Wenn man anders ist, wird man verstoßen. Das ist die erste Lektion, die ich in meinem Leben gelernt habe. Denn ich bin eine Fee ohne Flügel und ich bin alleine auf der Welt, weil das Feenvolk mich verstoßen hat.
Tag für Tag streife ich durch Wiesen und Wälder, immer auf der Suche. Manchmal weiß ich selbst nicht, wonach ich suche. Ein Zuhause? Freundschaft? Liebe?
Mein einziger Begleiter ist ein pechschwarzer Rabe. Er war eines Tages einfach da, begleitete mich auf meinem Weg und ließ mich nie wieder allein. Zu Anfang versuchte ich noch, ihn zu verscheuchen. Ich wollte alleine sein, ich brauchte niemanden, der mich begleitete. Aber er ließ sich nicht vertreiben, blieb einfach da und hörte mir zu, wenn ich mit mir selbst sprach – oder mit ihm? Wer wusste das schon so genau?

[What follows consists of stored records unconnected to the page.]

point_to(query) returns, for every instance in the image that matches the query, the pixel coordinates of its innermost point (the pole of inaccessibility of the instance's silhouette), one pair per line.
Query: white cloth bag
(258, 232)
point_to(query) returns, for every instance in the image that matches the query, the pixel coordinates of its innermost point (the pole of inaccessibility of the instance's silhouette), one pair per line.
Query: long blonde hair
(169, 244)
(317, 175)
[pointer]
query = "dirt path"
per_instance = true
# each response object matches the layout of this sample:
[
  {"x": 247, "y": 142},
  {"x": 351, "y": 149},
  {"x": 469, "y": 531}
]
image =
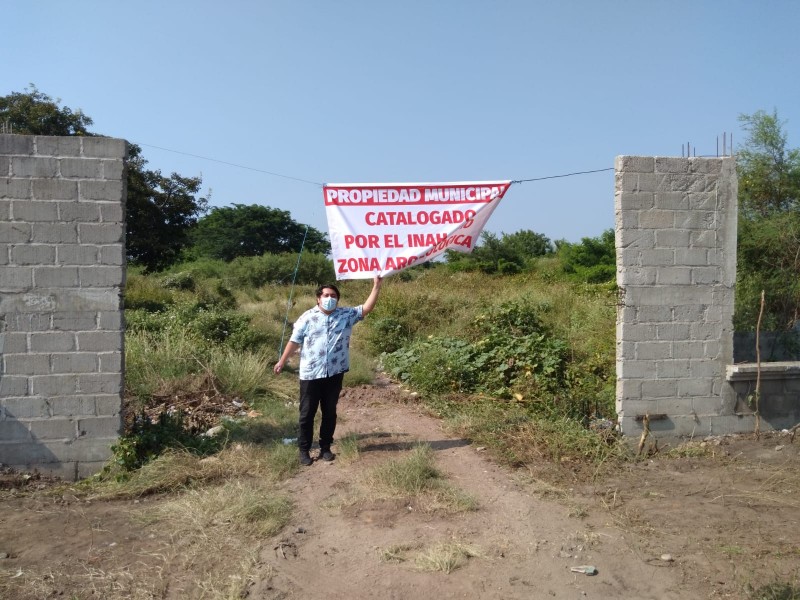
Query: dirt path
[
  {"x": 730, "y": 519},
  {"x": 526, "y": 545}
]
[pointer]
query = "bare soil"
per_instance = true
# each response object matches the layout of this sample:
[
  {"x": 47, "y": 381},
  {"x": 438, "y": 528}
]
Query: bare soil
[{"x": 718, "y": 525}]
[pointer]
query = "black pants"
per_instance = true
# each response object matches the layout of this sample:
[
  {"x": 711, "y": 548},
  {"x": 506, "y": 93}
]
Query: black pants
[{"x": 322, "y": 393}]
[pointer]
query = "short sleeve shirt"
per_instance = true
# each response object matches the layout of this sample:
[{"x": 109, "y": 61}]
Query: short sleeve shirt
[{"x": 325, "y": 341}]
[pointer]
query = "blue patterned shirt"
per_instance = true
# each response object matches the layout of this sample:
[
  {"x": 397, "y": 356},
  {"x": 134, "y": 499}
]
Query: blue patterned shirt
[{"x": 325, "y": 341}]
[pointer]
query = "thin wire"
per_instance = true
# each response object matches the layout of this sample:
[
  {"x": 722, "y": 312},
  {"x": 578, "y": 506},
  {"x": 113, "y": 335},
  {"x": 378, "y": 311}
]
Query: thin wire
[
  {"x": 291, "y": 292},
  {"x": 317, "y": 183},
  {"x": 233, "y": 164},
  {"x": 565, "y": 175}
]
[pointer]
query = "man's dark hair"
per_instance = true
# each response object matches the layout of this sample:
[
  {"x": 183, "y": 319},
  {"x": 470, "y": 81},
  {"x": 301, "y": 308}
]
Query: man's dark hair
[{"x": 329, "y": 286}]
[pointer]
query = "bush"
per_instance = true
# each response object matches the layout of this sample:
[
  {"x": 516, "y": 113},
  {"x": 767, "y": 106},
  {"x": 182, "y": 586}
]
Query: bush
[{"x": 147, "y": 440}]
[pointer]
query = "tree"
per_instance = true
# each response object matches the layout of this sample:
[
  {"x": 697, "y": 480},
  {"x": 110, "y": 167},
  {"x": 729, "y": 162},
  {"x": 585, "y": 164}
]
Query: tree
[
  {"x": 507, "y": 254},
  {"x": 240, "y": 230},
  {"x": 160, "y": 213},
  {"x": 593, "y": 260},
  {"x": 768, "y": 256},
  {"x": 36, "y": 113},
  {"x": 769, "y": 173},
  {"x": 160, "y": 210}
]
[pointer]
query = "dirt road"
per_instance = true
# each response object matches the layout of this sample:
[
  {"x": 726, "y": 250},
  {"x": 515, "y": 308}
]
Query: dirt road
[{"x": 710, "y": 526}]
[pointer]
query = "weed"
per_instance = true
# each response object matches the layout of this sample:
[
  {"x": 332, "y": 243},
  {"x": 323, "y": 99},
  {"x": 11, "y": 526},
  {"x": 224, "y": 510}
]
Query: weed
[{"x": 416, "y": 478}]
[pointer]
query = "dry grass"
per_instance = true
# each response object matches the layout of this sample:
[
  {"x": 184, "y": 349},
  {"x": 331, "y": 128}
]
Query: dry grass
[
  {"x": 176, "y": 470},
  {"x": 415, "y": 477},
  {"x": 445, "y": 557}
]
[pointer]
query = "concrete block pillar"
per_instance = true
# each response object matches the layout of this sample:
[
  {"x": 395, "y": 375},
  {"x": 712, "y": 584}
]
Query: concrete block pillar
[
  {"x": 62, "y": 270},
  {"x": 676, "y": 268}
]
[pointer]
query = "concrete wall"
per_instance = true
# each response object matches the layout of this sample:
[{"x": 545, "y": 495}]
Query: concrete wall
[
  {"x": 676, "y": 269},
  {"x": 62, "y": 268}
]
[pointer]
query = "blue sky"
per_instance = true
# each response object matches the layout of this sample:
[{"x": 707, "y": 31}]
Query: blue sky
[{"x": 411, "y": 91}]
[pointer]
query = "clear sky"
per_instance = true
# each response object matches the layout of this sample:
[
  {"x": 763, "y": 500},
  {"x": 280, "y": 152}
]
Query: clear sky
[{"x": 411, "y": 90}]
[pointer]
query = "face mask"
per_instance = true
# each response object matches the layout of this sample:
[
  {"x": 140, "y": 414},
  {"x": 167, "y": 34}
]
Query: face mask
[{"x": 328, "y": 303}]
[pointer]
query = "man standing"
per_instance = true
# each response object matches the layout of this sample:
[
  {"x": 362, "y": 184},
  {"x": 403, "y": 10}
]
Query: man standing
[{"x": 323, "y": 332}]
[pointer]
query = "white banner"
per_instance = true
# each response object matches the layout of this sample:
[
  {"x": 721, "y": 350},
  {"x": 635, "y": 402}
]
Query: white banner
[{"x": 383, "y": 228}]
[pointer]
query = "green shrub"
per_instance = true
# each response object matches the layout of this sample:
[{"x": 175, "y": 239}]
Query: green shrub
[
  {"x": 183, "y": 280},
  {"x": 147, "y": 440}
]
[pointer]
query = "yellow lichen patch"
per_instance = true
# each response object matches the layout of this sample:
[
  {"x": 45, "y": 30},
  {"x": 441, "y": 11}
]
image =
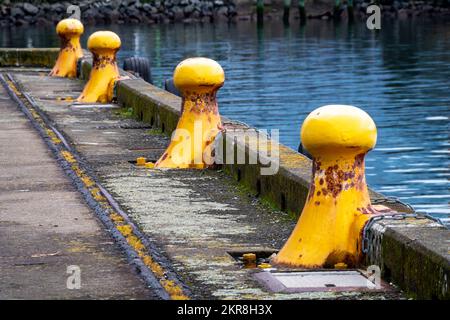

Es kümmerte ihn nicht, dass ich eine Fee ohne Flügel war, dass ich nutzlos und verstoßen war. Er blieb trotzdem bei mir und wurde mein Freund.
Manchmal stellte ich mir vor, er wäre ein Mensch. Ein Feenmann. Ein Elf. Einfach jemand, der mir auch antwortete. Manchmal glaubte ich, der Rabe würde meine Worte wirklich verstehen. Ich stellte mir vor, was er wohl sagen würde. Ob er mich in den Arm nehmen würde, wenn er statt Flügel Arme hätte. Wie er wohl aussehen würde. Wären seine Augen so schwarz wie jetzt? So durchdringend und intelligent? Wäre sein Haar so schwarz wie sein Gefieder und so ungeordnet? Hätte er die gleiche Narbe im Gesicht?
Es ist seltsam, was der eigene Kopf mit einem macht, wenn man alleine und verlassen durch die Welt geht. Denn eigentlich fliegen alle Raben davon, wenn sie mich sehen.